Peguemos nesta tua última afirmação. Temos assistido ao surgimento, nos últimos anos, de vários projetos interessantes que juntam músicos provenientes de diferentes famílias estéticas, muitas vezes separadas de forma artificial. És um notável exemplo da simbiose entre “cenas” musicais, estabelecendo pontes e colaborando com músicos de várias regiões do país, algo que não era muito habitual há uns anos....
É verdade, isto é algo que acho que sempre tive em mim. Por um lado vindo do cruzamento de circuitos estéticos de que já falámos, mas por outro já vem desde a fase de estudante, em que fui pedindo aulas a músicos de regiões muito diferentes, do norte ao sul do país e do facto de já ter vivido tanto no Porto como em Lisboa. Sempre gostei de retribuir aquilo que os vários artistas com quem cresci me deram. E isso foi naturalmente tomando a forma de convites sem fronteiras. Sempre que algum músico me fascina começo logo a imaginar que potencial está ali para ser aproveitado. E visto que costumo estar à frente de projetos em meu nome dá-me particular prazer dar oportunidades, desafiar e colocar seres artísticos fora dos seus contextos, para os ver desabrochar noutros sentidos. Foi, por exemplo, isso que me levou a criar a programação do meu ciclo Entropia no Porto, que estabeleço no Ermo do Caos – espaço cultural que partilho com André B. Silva e Inês Garrido. Então, na formação de projetos, nunca penso só na cena musical de uma cidade, vêm-me à cabeça sempre músicos que estão distribuídos por várias regiões e vindos de diferentes circuitos artísticos. O meu Omniae Large Ensemble, também pela dimensão, é um bom exemplo disso com músicos distribuídos entre Guimarães, Porto, Aveiro, Lisboa, Corunha, Barcelona, Amesterdão, Copenhaga e Hamburgo e provenientes dos circuitos do jazz, da música erudita, da música improvisada e experimental. Também, convenhamos, vivemos numa altura de globalização e fácil mobilização que facilita este tipo de pensamento. Portanto, hoje em dia é mais fácil levar avante este tipo de iniciativas. De louvar são aqueles que sempre o fizeram, décadas e séculos atrás.

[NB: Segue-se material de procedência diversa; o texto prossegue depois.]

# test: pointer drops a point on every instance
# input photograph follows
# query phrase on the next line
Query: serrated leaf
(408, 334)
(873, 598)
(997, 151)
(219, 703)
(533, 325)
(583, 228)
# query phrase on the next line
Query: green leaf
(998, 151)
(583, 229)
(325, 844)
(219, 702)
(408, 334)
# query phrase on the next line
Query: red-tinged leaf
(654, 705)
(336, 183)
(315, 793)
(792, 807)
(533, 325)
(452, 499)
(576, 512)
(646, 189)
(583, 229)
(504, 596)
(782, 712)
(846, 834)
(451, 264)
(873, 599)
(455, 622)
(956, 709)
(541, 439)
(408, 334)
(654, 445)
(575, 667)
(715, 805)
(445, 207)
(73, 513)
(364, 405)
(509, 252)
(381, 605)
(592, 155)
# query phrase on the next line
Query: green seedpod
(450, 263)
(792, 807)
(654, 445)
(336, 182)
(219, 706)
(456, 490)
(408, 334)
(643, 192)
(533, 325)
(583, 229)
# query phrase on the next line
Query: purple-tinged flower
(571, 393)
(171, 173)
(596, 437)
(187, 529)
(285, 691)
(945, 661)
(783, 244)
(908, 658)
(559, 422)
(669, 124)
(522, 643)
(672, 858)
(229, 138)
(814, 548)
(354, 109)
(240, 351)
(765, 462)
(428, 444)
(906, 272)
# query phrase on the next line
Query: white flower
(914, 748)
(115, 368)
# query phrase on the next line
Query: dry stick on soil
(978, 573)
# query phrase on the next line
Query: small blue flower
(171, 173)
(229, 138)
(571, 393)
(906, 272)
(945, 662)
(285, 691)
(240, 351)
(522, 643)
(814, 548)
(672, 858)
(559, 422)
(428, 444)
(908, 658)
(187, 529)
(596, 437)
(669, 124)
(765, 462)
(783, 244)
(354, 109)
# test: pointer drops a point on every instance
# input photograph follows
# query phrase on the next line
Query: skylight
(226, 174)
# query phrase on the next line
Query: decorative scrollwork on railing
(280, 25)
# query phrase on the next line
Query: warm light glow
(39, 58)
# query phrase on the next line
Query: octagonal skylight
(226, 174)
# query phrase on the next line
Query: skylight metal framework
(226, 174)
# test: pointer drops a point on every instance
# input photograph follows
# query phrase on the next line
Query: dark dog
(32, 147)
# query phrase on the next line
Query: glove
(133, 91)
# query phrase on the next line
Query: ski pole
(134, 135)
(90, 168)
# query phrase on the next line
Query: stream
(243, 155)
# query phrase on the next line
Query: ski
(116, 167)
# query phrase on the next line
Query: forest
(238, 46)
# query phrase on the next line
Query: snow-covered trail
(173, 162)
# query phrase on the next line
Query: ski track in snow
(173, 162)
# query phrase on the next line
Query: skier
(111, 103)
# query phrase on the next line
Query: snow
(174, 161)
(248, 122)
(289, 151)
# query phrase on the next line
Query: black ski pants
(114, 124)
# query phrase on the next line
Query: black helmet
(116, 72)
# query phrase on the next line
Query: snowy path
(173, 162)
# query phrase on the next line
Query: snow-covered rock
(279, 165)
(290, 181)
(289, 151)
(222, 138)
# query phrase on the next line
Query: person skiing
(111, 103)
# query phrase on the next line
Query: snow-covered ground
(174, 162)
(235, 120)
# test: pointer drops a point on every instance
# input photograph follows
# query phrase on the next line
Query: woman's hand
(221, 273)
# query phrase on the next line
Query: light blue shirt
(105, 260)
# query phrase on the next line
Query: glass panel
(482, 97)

Anthony Braxton disse em certa ocasião: «Estou interessado no estudo da música e na disciplina e experiência da música como um mecanismo esotérico para prosseguir as minhas reais intenções.» O que procuras, afinal, com a tua música?
Isto é uma bela pergunta de fecho. Com a música acho que procuro tanto algo que está relacionado com a forma de estar na vida como com a obra que fica. Mas cada vez mais a balança entre estes dois objetivos tende para a primeira. Ou seja, quero sobretudo que tudo aquilo em que acredito – a relatividade e o macro-caos das coisas, o viver no presente sem expectativas, a disponibilidade para a magia de tudo – seja verdade no processo global da música, desde a forma como acordo todos os dias e encaro com ânimo a existência, à fase de pré-conceção e absorção de estímulos do mundo até ao momento em que estou em palco a ter experiências revigorantes com pessoas que me reconstroem diariamente. E que, com isso, se conquiste uma horizontalidade admirável da realidade, onde existe tanta profundidade e consequência filosófica na escolha sensível de um timbre de um prato como em contribuir para a resolução das problemáticas sociais que nos afastam da plenitude.